Now I am ready to take on the big cheese of all my websites, KE. Drupaling that site is a from - the - ground - up sort of thing, and will take me, say, 3 or so months. But with what I've learned from MomEx I'm far more prepared than ever.
And now a word about the old Drupal vs. Wordpress Issue
At this point it's just Drupal hands down. Granted, there are two things one needs to know before understanding what I mean. First, is that you have to adopt the 'the right tool for the job' attitude when choosing CMSes, rather than a 'what's more popular' or, heaven forbid 'which is cooler' attitude. Wordpress is an absolutely perfect bells and whistles Blogging Platform that's ready to go, and if blogging is your thing, then WP can do it all for you.

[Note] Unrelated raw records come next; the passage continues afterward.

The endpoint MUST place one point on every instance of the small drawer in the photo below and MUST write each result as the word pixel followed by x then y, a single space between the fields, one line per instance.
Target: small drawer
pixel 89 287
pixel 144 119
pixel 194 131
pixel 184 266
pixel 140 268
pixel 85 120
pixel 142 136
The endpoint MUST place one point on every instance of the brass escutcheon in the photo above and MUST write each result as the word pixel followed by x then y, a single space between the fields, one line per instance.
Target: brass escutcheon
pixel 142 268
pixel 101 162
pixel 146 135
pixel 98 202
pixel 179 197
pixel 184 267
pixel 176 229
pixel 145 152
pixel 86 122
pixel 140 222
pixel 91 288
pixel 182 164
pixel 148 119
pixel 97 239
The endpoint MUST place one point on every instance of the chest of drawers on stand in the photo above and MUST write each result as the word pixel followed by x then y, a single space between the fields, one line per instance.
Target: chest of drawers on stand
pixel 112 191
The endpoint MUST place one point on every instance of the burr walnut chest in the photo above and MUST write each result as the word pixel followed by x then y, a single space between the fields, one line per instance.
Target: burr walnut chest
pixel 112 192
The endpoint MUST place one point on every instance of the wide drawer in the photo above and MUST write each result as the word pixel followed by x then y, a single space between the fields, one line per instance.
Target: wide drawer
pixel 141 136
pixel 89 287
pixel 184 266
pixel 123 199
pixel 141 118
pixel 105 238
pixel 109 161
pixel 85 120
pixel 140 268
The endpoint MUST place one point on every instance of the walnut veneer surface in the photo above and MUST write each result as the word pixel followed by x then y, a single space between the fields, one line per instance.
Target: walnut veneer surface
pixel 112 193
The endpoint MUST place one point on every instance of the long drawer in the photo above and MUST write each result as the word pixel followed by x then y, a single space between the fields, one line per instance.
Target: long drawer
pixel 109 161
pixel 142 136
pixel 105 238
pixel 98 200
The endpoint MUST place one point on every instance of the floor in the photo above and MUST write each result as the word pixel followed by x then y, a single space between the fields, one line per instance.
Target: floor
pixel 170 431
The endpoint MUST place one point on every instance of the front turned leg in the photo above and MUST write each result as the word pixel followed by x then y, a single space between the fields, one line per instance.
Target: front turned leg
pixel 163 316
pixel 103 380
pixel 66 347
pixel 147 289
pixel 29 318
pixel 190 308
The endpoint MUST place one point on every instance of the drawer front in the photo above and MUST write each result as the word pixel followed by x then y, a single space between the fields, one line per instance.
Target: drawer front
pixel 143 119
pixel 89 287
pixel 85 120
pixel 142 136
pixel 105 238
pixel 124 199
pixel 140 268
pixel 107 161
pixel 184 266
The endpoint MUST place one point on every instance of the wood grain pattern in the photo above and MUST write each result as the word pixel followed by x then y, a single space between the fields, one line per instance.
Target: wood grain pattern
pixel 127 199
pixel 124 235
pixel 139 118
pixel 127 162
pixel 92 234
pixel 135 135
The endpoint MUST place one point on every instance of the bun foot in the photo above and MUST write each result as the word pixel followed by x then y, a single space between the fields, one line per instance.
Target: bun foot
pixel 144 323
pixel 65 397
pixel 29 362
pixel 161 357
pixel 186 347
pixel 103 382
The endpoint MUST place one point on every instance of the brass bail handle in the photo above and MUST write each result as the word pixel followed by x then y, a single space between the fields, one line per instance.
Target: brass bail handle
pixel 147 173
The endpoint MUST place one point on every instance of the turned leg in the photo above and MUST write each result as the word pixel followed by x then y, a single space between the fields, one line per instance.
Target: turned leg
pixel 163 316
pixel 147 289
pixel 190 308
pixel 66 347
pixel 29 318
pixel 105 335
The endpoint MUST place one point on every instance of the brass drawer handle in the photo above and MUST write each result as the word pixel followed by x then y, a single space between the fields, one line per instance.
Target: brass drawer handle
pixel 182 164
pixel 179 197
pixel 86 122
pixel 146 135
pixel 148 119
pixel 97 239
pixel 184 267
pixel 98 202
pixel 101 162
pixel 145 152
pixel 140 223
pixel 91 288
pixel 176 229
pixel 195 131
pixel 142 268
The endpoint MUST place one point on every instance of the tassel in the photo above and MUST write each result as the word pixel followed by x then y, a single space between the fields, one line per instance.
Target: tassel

But if you're venturing into other types of content such as videos, forms that will require user input and all sorts of fancy stuff, then Drupal will be your solution. Wordpress can probably be made to do it, but its usually hacky or is otherwise dependent on a plugin developer. With Drupal you can create truly fully modified by yourself content solutions you can tweak to your heart's delight.
And finally, 2nd: Drupal's learning curve is a killer. Let me tell you outright that there were many hair - pulling moments I had to endure before learning what I know. Having said that it's best therefore not to go about Drupal with a deadline on your head, because you would have made life harder for you twice over. I have benefited many times by merely practicing the ritual of 'letting go', by taking a break, watching a little TV or making some coffee, in the middle of a programming problem, before carrying on and tackling it with a clearer mind.
Drupal is HARD SHIT, I'm telling you right now, but as they say, 'What cannot be removed, becomes lighter through patience' (I read that somewhere). In due time you will learn to wield the Force, and a happier more fulfilled web developer you will be (and I'm not even half as capable as the guys in Drupal's chatrooms are, imho).